The people did not want to hear  Gd declare the law.  They wanted Moshe to transmit it, to interpret the law.  The people wanted a copy, not the original.  the original is too hot to handle. The consequence of misinterpretation  are too dire. We needed some entropy, some room for ambiguity and growth


Thursday, August 11, 2016

Devarim: Timing

Devarim: Timing

Devarim opens with an introduction: "These are the words that Moshe spoke to all Israel" We extrapolate this introduction to the last bool of the Torah to the entire Torah.  The explicit statement here  raises a question: Why state the traditionally obvious? 

The first half of the parsha deals with the failure to enter the land immediately after the revelation at Sinai, with the resultant 38 year delay of  traveling in the wilderness.  The mistake was sending the spies.  Moshe reminds us of the role of democracy in this series of  errors.  The people endorsed the decision to send the spies.  Then they interpreted the reports for themselves, they did not wait for the official interpretation,and they rejected it.  These people who live entirely by miracle and grace cannot put their faith in the source of their daily sustenance and direction this time. 

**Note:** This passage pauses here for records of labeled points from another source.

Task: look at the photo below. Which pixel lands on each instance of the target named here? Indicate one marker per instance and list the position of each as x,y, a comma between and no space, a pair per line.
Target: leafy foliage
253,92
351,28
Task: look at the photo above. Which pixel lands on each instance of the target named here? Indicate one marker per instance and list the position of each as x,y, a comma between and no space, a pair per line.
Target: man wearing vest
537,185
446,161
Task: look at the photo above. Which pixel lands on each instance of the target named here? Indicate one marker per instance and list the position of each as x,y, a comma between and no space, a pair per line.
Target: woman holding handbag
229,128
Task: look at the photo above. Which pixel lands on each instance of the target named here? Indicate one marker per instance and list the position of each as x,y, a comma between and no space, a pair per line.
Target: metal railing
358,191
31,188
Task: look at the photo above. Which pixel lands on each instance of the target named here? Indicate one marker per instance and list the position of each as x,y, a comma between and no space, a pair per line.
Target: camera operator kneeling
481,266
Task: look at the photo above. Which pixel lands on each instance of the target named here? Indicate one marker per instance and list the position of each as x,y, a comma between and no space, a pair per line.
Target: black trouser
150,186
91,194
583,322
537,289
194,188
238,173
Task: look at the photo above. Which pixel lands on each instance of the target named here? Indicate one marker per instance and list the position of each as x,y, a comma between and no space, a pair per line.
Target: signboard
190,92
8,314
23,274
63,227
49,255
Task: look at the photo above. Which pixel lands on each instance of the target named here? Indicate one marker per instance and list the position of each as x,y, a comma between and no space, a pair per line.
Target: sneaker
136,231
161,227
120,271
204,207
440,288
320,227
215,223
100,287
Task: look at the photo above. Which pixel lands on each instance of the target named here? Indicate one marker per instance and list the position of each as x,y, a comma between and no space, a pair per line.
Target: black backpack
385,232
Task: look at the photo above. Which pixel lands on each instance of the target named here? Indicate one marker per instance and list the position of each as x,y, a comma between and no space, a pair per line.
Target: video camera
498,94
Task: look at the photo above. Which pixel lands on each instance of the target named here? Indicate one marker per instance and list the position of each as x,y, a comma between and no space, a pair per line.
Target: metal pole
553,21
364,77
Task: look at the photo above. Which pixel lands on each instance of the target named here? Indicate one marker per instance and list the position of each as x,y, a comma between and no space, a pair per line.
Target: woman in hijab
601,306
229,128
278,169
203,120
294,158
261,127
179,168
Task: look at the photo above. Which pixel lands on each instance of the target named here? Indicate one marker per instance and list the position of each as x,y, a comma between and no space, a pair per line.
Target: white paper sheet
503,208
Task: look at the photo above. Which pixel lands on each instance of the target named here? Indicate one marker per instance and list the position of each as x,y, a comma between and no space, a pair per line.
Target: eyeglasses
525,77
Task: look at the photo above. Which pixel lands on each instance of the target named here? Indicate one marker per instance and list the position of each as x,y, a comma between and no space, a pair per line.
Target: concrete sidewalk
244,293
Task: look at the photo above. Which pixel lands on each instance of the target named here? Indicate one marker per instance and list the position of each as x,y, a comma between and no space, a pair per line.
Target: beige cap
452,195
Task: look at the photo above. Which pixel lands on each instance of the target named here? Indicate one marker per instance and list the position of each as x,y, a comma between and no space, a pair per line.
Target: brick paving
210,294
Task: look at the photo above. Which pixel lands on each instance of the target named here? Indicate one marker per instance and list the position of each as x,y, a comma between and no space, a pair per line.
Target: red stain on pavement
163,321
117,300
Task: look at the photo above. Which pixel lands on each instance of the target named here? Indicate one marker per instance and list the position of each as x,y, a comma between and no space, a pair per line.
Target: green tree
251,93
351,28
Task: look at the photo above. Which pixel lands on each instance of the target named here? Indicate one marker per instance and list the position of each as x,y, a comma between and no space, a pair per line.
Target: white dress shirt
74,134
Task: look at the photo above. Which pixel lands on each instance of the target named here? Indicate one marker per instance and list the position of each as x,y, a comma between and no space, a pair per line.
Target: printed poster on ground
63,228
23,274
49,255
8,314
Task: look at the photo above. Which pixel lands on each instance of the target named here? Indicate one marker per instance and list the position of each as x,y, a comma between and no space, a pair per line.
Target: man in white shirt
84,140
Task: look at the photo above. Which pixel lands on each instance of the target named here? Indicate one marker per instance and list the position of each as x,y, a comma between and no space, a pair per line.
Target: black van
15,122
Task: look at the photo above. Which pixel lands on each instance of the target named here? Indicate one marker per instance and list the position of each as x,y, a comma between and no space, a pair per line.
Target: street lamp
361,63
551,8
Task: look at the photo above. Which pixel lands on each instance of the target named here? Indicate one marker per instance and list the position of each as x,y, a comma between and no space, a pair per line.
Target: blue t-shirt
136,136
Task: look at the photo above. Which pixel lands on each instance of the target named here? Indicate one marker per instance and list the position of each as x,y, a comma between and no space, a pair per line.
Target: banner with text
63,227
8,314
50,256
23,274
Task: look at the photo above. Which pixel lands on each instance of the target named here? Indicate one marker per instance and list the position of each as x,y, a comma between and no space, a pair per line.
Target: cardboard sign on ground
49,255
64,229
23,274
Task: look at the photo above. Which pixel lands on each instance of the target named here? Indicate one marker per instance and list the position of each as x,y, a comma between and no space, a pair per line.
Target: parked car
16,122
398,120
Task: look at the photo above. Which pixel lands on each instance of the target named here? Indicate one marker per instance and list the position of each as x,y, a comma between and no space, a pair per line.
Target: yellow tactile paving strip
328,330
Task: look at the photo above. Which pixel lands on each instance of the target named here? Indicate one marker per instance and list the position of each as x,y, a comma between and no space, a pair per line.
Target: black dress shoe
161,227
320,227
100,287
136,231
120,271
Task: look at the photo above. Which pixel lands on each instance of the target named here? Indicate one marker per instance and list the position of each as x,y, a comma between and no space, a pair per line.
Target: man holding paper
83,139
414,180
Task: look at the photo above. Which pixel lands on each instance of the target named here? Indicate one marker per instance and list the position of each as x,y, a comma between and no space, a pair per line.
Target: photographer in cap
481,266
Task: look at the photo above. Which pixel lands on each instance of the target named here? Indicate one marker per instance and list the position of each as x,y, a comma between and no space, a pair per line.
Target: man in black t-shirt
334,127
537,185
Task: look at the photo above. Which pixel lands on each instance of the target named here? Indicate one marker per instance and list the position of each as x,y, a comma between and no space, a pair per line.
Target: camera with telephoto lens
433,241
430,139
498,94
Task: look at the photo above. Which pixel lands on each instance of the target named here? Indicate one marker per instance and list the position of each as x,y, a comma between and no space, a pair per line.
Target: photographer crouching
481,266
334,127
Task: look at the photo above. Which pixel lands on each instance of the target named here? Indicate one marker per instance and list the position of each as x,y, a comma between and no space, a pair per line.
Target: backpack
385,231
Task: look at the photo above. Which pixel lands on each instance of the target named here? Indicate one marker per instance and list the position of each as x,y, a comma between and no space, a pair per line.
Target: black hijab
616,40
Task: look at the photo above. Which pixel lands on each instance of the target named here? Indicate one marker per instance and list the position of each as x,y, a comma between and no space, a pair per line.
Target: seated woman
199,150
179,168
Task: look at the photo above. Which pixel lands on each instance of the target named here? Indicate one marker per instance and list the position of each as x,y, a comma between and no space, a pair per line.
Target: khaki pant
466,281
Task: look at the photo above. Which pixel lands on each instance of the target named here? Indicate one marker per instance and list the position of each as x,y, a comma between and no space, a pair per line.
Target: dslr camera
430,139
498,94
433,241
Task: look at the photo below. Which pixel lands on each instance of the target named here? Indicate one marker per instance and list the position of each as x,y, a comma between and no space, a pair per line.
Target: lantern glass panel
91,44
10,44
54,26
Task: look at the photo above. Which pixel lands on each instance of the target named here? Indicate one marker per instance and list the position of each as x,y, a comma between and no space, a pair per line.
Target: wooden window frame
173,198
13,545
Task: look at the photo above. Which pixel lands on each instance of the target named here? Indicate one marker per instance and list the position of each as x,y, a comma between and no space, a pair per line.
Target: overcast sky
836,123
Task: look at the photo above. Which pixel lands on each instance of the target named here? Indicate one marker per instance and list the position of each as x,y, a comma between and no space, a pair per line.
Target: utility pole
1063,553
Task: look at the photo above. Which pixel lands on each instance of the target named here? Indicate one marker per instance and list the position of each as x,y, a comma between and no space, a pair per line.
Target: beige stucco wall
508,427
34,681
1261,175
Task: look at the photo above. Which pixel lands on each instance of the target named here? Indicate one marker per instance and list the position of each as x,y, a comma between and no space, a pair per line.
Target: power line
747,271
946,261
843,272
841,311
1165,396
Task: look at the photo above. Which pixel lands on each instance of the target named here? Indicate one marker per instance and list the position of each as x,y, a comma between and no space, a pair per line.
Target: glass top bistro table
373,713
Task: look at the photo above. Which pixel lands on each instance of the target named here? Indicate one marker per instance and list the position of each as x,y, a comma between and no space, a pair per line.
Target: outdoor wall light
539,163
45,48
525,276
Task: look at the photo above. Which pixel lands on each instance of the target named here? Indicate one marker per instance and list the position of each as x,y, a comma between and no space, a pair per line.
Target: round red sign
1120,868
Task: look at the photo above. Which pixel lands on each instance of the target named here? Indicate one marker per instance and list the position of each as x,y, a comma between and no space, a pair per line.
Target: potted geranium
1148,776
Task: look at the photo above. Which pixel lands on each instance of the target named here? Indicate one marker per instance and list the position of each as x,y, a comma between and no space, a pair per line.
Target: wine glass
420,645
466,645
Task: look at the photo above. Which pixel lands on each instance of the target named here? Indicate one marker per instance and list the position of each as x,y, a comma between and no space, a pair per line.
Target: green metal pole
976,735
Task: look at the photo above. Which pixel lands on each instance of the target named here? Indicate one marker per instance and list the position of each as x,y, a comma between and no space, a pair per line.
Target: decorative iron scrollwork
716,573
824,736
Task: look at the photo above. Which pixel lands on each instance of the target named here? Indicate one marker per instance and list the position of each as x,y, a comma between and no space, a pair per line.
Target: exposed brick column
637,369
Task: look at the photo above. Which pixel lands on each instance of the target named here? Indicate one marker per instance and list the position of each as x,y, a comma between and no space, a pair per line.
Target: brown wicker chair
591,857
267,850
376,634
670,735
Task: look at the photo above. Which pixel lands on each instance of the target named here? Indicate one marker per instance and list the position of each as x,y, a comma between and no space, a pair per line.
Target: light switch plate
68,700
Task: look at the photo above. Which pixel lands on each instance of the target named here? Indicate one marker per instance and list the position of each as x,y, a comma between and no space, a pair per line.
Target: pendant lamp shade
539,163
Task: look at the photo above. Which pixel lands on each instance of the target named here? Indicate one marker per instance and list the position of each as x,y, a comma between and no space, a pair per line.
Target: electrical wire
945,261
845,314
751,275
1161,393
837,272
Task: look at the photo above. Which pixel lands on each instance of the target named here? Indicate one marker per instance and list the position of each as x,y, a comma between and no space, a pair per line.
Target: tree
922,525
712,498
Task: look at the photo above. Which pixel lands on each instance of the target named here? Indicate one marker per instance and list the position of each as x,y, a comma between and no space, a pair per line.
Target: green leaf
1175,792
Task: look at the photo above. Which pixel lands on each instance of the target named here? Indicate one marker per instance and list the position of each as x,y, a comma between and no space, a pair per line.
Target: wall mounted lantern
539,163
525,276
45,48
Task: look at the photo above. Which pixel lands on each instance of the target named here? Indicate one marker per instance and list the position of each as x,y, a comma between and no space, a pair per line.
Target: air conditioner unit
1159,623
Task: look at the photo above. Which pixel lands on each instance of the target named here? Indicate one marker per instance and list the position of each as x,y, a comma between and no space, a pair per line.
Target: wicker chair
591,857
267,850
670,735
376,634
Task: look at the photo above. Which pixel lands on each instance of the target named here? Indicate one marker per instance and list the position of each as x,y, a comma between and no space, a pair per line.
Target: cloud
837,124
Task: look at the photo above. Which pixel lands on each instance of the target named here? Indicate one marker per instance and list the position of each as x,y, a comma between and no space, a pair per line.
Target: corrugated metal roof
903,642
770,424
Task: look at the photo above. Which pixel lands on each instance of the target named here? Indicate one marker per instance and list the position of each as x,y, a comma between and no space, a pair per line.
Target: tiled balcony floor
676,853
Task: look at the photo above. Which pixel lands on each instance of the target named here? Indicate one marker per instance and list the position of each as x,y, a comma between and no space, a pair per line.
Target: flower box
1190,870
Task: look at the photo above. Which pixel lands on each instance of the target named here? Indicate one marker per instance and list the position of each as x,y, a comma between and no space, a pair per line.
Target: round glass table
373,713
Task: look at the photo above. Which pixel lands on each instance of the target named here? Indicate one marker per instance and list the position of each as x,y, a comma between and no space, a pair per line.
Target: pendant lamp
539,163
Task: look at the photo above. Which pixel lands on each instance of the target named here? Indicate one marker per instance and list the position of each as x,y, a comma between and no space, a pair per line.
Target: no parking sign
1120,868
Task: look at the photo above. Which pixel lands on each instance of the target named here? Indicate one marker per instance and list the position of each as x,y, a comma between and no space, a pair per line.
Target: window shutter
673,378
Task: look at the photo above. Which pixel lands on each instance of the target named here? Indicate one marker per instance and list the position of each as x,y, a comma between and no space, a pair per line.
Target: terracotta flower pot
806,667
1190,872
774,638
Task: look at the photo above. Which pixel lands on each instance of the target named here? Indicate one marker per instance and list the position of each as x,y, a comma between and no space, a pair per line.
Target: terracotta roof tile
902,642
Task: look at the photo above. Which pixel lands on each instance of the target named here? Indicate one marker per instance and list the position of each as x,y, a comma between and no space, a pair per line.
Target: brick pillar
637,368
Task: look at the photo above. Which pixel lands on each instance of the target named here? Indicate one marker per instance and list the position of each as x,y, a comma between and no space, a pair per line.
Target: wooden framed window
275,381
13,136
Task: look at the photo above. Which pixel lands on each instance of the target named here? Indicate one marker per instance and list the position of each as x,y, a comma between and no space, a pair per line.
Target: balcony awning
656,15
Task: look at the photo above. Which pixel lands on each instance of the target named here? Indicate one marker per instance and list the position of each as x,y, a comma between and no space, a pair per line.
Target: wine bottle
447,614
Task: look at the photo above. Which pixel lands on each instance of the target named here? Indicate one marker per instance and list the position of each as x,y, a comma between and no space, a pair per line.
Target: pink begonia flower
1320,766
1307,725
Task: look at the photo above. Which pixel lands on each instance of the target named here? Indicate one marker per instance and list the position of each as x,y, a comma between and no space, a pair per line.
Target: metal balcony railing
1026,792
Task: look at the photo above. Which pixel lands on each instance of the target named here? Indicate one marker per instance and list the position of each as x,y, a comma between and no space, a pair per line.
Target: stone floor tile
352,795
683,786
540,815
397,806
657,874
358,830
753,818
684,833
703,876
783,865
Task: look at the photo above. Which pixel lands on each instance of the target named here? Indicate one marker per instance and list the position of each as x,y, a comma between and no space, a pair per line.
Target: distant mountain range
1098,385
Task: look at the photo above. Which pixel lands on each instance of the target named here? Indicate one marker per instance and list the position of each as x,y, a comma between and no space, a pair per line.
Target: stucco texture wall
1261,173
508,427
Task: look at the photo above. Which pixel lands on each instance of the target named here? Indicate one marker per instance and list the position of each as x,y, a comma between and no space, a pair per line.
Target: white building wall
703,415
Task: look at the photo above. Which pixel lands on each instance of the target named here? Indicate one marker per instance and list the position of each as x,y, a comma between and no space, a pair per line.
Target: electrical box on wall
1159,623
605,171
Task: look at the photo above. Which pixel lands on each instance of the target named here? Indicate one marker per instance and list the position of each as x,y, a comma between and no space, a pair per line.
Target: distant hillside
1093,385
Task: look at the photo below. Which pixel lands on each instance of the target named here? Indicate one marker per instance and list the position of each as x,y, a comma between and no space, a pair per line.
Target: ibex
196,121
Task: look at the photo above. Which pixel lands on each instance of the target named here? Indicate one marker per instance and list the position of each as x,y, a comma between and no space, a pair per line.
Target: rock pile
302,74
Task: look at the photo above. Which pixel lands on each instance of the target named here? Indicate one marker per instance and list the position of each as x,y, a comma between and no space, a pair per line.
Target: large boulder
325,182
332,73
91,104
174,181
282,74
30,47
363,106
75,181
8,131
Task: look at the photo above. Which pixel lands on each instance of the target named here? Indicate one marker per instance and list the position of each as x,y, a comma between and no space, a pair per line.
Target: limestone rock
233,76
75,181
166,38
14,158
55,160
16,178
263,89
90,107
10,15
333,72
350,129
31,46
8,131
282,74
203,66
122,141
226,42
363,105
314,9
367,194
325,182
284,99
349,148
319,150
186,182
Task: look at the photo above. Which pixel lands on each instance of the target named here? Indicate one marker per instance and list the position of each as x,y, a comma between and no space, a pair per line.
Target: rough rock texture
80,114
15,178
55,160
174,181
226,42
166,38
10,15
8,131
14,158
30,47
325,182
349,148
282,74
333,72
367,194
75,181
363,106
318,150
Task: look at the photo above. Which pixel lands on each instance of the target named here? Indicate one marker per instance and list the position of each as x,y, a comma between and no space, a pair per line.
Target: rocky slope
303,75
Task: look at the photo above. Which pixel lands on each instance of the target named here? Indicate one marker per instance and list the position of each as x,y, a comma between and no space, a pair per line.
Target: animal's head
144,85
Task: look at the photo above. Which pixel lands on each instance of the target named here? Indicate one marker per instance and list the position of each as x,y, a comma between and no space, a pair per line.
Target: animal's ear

Gd announces the punishment: remain in the wilderness When they decide to join the battle, they are told it is too late,  They go anyway and are defeated. 

I have heard the idea: that the new world  has different rules It can justify anything. It is not a winning strategy

My friend and patient wandered through metastatic cancer for 20 years.  She lived by the grace of Gd. We knew that it could not last.  But she took that as a motivation and a mission: to do everything now, to live with beauty and dignity while she could  The wandering can be an inspiration. You will find everything in the struggle. She did not shy away from the struggle. She will be bound with the living. 

The second half of the parsha talks about the end of the journey.  It introduces a Divine political geography, respecting the descendants of  Esau and Lot,  celebrating the  replacement of aboriginal peoples. It tells us that no people in this region are really the first people of the land, justifying the conquest by   the Israelites,

A place for courage.  A place for conscience.  A place for democracy.  A place for obedience

Go figure it out. 

Friday, August 05, 2016

Matos-Massei: unity through division

Matos-Massei: unity through division
The parshiot are: Tribes and Travels.  One purpose of the travels was to unite the tribes.  The shared experiences of the journeys, the glories and the moments of shame, become an evolving legend that ties this people together...to this day.  It is  a technique that organizations, even now, try to emulate.
We have come so far together.  We are united by the successes , and perhaps more, by the errors. The tragedies are strong glue.  The Holocaust is probably my strongest bond to  Judaism. 

The Torah directs the evolution of the Jewish people The unity of the nation is a paramount value.  This raises the problem of advanced evolution: diversity favors the individual, cooperation  favors the larger grouping ( nation, species). At the end of Bamidbar, Moshe tries to reconcile these forces. 

A border land is conquered. It is grazing land,  Two tribes identify themselves as cattle and sheep herders.  They would optimize the use of this unexpected bounty. Moshe adds to the two of them, Reuben and Gad, half the tribe of Menashe. The land is assigned to them.  They get the lone star territory on the promise of their loyalty in the military campaign to follow.  Those most adapted to that land, those who can optimize its productive capacity, acquire it.

The land is divided by lot and by population. Many economic theories are at work:equal opportunity distribution, ideas of inheritance, utility, limitation - are all in play.  Through all of the considerations and interests, the system must work, the nation must produce and prosper, and stay together.

We have evolved a sense o justice that makes the displacement of an aboriginal people loathsome and unacceptable.Now there is a declared Jewish Homeland, originally partitioned along population lines, but now extending into additional territories for a variety of considerations: military, religious, economic, political.  This is our current land based quandary.  We pray for a resolution that will generate a saga of beauty.